Beneficenza: tutti i modi per fare una donazione e scegliere bene le Onlus

Quando si parla di beneficenza gli italiani non si tirano mai indietro. Siamo il terzo paese in Europa per generosità e a dirlo sono i numeri. Più di 9 miliardi vengono erogati ogni anno a fini umanitari. Di questi, circa 4,6 provengono da privati che decidono di donare parte dei propri guadagni ad associazioni umanitarie. Tuttavia, nonostante l’elevato numero di persone che elargiscono denaro alle associazioni benefiche, molti donatori potenziali diffidando della natura di alcuni canali umanitari, astenendosi dal donare. Ciò avviene in particolar modo per paura di cadere in truffe ben architettato o perché queste persone non sono a conoscenza dei vari canali disponibili. Questa diffidenza nasce sicuramente da i vari casi di truffa di cui i media parlano spesso e che narrano di una acquisizione privata di denaro destinata a chi ne ha bisogno. Tuttavia, è ancora possibile capire se l’ente scelto merita di ricevere la nostra fiducia. Dall’inizio del 2019, difatti, sarà attivo il Registro unico nazionale del Terzo Settore, nato anche per fornire una garanzia maggiore sulla serietà degli enti. Inoltre, Come vedremo in seguito, il Web costituisce un altro canale valido per valutare i parametri di trasparenza e credibilità di ogni associazione. Allo stesso modo, una volta valutata la serietà del sito, la rete può essere un valido canale per eseguire la stessa donazione.

Donazione online sicure e controllate

Anche se attualmente la maggior parte dei donatori (tra il 30% e il 47%) dichiara di non essere a conoscenza di siti o pagine social delle associazioni a cui ha donato, avendo fatto affidamento sulla conoscenza personale dell’ente, il Web può costituire un valido strumento per rafforzare questo legame.
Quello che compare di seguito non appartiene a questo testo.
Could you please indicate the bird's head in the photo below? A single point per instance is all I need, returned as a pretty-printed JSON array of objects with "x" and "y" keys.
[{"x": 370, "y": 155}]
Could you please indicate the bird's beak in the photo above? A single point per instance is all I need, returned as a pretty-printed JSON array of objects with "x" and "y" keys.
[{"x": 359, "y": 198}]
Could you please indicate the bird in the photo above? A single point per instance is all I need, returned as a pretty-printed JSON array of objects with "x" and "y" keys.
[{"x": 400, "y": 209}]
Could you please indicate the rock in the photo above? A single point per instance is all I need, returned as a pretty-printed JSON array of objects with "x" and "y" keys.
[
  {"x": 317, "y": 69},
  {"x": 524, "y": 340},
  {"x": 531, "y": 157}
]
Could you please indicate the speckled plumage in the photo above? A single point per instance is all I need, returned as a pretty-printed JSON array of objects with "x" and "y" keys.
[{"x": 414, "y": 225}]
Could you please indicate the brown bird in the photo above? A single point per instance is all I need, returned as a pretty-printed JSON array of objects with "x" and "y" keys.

Essere entrati in contatto con una delle associazioni benefiche, permette di conoscerne la serietà con cui operano e non esclude la possibilità di confermare questo legame attraverso investimenti fatti direttamente sul loro sito. Il Web, diviene così un mezzo di contatto con i portali di Onlus come la Lega del Filo d’Oro per esempio, dove è possibile fare una donazione direttamente da casa ed in totale trasparenza. Inoltre, è possibile donare il 5×1000, anche senza fare la dichiarazione dei redditi utilizzando l’apposita scheda allegata allo schema di certificazione Unica 2018 (CU) o al modello Redditi Persone Fisiche 2018.

Riconoscere la serietà delle organizzazioni

Studiare il sito web dell’associazione a cui desideriamo donare fa emergere alcuni aspetti che riguardano la serietà della stessa. Il primo campanello d’allarme dovrebbe suonare alle nostra orecchie quando il sito non è aggiornato, non contiene indirizzi e numeri di telefono o riporta informazioni generiche e non esaustive. Se si prevede una raccolta fondi direttamente online, è consigliabile vedere subito se nel sito viene riportato il codice fiscale: un indicatore che l’associazione è registrata presso l’Agenzia delle Entrate. Per un’analisi più dettagliata si può controllare il bilancio della società: più il rendiconto è dettagliato, minore sarà la possibilità che le spese ingiustificate vengano nascoste nei costi generali di gestione. Chiarezza dell’obiettivo e nell’utilizzo dei fondi sono altri parametri di serietà e valore della stessa associazione.